1) Consolation money

Although it is found that the deceased was suffering from mental harm caused by Nonparty 2’s harassment, the deceased’s wrong conduct of suicide cannot be seen out, and even before joining the Defendant company, the deceased’s mental health and treatment could have been conducted even before entering the Defendant company and the quality of the deceased vulnerable to stress appears to have caused the instant accident. In addition, consolation money shall be determined as KRW 15 million, KRW 15 million, KRW 15 million, Plaintiff 2, and KRW 2.5 million, respectively, by taking into account all the circumstances shown in the argument in the instant case, including the deceased’s age, family relation, background of the occurrence of the accident, and other circumstances.

(ii) inheritance;

Plaintiff 1: 6,428,571 won (=the consolation money of the deceased 15 million won x 3/7)

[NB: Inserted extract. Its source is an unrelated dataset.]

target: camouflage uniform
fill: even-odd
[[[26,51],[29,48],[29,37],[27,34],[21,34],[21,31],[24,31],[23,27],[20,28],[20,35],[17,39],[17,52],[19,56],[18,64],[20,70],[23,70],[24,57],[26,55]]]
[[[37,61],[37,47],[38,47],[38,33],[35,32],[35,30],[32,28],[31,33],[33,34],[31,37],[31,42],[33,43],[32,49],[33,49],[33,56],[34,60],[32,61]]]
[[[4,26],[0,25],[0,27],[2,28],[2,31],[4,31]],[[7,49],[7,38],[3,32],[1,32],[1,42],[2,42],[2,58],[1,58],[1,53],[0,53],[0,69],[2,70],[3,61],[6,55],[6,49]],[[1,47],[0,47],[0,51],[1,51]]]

Plaintiff 2 and Plaintiff 3: Each KRW 4,285,714 (=the consolation money of the Deceased KRW 15 million x 2/7)

4. Conclusion

Therefore, the defendant company is obligated to pay damages for delay calculated at each rate of 15% per annum under the Civil Act from November 7, 2014 to March 10, 2017, which is the date of this decision where it is deemed reasonable to dispute the existence and scope of the obligation of the defendant company to pay to the plaintiff 1 (i.e., inheritance consolation money of KRW 6,428,571 + KRW 5 million per annum under the Act on Special Cases Concerning the Promotion, etc. of Legal Proceedings, etc. from the next day to the date of full payment). The plaintiffs' claims are justified within the scope of recognition, and they accept them within the scope of recognition, and the remainder of them are dismissed as there is no ground.

Judges Seo-wing

1) As to the above non-party 2 who was the co-defendant of the instant lawsuit, a compulsory adjustment decision was rendered to the effect that “the non-party 2 paid KRW 25 million to Plaintiff 1” was affirmed.